Aziz stava ancora guardando il lenzuolo perforato. Ghani disse: «Su, forza, lei adesso visiterà la mia Naseem. Pronto».4
Mio nonno si guardò attorno. «Ma dov’è, Ghani sahib?» sbottò. Le lottatrici assunsero espressioni arroganti e, gli parve, irrigidirono i muscoli, nell’eventualità che gli fosse venuto in mente di tentare qualcosa di stravagante.
«Ah, capisco la sua confusione» disse Ghani, mentre si allargava il suo sorriso maligno. «Voi che siete stati in Europa avete dimenticato certe cose. Dottor sahib, mia figlia, ovviamente, è una ragazza per bene. Non mostra il proprio corpo agli estranei. Lei capirà quindi che io non posso permetterle di vederla, per nessuna ragione; le ho chiesto di conseguenza di mettersi dietro quel lenzuolo. Ed è lì che sta, da ragazza obbediente.»
Nella voce del dottor Aziz era entrata una nota di frenesia. «Ma, Ghani sahib, vuol dirmi come faccio a visitarla senza guardarla?» Ghani continuava a sorridere.
«Lei sarà così gentile da specificare quale parte di mia figlia le è necessario ispezionare.
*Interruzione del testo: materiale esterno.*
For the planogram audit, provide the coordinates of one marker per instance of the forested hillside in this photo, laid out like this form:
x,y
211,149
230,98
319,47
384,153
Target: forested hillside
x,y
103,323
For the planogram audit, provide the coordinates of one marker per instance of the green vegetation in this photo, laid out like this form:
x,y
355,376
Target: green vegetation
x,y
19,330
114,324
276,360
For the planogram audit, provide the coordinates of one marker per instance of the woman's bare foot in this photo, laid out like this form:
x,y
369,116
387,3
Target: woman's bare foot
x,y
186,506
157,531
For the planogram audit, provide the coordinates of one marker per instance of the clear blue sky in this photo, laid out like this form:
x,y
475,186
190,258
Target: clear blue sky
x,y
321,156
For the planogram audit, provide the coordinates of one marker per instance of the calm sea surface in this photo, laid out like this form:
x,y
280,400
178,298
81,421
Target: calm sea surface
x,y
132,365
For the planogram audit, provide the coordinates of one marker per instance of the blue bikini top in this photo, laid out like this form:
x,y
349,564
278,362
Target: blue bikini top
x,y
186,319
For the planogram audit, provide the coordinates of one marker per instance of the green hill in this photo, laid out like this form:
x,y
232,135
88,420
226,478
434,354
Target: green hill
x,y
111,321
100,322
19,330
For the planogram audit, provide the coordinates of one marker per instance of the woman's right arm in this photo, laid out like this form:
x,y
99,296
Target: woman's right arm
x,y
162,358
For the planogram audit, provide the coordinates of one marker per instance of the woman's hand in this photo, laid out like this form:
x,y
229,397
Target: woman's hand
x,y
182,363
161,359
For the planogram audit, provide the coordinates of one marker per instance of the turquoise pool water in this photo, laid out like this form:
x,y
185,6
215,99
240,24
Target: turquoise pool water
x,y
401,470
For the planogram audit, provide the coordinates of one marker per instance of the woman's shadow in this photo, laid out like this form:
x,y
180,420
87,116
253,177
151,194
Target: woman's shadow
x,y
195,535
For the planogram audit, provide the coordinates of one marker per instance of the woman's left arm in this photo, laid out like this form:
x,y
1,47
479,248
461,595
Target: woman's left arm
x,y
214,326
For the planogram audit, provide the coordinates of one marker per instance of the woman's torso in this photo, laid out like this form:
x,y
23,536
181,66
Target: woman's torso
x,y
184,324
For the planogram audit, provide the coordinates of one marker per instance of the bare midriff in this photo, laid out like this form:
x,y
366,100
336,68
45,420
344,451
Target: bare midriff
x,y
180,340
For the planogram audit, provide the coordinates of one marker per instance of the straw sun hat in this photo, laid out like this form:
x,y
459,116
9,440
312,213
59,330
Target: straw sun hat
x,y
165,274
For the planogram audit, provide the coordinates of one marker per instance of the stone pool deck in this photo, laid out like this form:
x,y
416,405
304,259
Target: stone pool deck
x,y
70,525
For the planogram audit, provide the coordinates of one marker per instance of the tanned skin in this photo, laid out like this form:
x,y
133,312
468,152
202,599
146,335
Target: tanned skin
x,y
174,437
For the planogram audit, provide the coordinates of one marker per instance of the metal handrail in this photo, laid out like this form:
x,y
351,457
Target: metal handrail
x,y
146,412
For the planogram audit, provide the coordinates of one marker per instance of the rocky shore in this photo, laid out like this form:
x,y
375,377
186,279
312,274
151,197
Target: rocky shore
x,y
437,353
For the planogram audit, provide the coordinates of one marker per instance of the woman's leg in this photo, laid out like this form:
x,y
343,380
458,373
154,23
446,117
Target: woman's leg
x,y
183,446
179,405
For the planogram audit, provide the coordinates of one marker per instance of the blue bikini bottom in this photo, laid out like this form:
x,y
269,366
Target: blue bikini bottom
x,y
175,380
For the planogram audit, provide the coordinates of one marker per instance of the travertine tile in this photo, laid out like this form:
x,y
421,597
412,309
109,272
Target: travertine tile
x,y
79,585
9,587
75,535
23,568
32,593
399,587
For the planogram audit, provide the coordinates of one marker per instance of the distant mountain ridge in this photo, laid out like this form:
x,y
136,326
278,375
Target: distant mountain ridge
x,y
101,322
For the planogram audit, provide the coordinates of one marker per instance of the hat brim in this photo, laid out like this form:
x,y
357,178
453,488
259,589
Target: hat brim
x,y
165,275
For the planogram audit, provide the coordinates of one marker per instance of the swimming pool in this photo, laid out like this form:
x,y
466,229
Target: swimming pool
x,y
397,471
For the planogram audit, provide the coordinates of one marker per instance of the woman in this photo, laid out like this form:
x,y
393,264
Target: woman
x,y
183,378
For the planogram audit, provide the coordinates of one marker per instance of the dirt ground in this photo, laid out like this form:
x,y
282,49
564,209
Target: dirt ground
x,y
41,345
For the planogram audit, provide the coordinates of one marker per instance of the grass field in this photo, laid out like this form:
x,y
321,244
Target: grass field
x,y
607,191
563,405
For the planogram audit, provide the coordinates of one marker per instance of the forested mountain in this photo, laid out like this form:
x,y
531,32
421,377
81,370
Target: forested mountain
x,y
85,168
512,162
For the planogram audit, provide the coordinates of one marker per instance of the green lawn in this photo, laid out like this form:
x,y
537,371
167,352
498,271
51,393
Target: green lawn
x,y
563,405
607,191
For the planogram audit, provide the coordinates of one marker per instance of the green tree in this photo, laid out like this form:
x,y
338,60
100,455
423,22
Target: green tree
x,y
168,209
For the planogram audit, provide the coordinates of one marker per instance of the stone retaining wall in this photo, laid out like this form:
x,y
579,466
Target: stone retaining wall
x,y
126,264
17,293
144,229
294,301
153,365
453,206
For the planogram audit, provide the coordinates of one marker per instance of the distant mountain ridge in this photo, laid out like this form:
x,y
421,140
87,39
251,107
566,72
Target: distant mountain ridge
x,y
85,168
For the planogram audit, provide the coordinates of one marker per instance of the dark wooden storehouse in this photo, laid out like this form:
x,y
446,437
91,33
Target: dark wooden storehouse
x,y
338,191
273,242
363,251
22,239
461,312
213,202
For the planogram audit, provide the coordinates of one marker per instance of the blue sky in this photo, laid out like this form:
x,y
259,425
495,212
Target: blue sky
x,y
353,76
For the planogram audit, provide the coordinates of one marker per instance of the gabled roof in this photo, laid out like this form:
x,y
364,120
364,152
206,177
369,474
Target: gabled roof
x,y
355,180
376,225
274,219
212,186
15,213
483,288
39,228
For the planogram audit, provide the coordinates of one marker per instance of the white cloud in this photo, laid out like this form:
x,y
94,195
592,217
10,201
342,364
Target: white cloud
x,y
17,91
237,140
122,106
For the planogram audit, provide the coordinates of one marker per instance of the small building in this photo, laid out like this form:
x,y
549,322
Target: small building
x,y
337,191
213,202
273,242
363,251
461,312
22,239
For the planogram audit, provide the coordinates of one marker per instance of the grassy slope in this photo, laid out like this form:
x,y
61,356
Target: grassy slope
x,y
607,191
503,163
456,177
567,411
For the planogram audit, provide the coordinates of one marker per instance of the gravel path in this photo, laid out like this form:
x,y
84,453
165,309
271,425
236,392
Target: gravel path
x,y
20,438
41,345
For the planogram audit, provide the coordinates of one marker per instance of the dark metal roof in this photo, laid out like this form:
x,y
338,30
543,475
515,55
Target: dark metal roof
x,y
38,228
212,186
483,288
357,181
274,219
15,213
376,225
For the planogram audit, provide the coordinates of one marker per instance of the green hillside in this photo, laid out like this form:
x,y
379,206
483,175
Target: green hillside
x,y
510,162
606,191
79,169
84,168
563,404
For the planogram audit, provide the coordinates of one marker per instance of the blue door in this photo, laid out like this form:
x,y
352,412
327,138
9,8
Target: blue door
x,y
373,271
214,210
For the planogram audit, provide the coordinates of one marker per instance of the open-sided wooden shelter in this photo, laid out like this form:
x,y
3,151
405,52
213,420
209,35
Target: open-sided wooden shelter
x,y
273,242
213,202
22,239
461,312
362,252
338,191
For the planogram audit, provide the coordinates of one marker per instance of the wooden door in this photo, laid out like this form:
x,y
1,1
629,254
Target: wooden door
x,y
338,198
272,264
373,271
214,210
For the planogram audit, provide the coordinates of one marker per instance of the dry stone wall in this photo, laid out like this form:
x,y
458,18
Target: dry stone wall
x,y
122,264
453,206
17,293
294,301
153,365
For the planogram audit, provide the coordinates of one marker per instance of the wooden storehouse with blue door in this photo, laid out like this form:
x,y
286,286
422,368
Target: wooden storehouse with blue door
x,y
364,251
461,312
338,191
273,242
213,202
Dopo di che io impartirò l’ordine di porre il segmento richiesto in corrispondenza di quel buco che lei vede. In questo modo la cosa sarà perfettamente possibile.»
«E va bene, che disturbi ha la signora?» – mio nonno, disperato. Al che il signor Ghani, con gli occhi che quasi gli schizzavano dalle orbite e il sorriso contorto in una smorfia di dolore, rispose: «Povera bambina! Ha un terribile, uno spaventoso mal di stomaco».
«In tal caso,» disse il dottor Aziz con un certo autocontrollo «dovrà mostrarmi il suo stomaco, per favore.»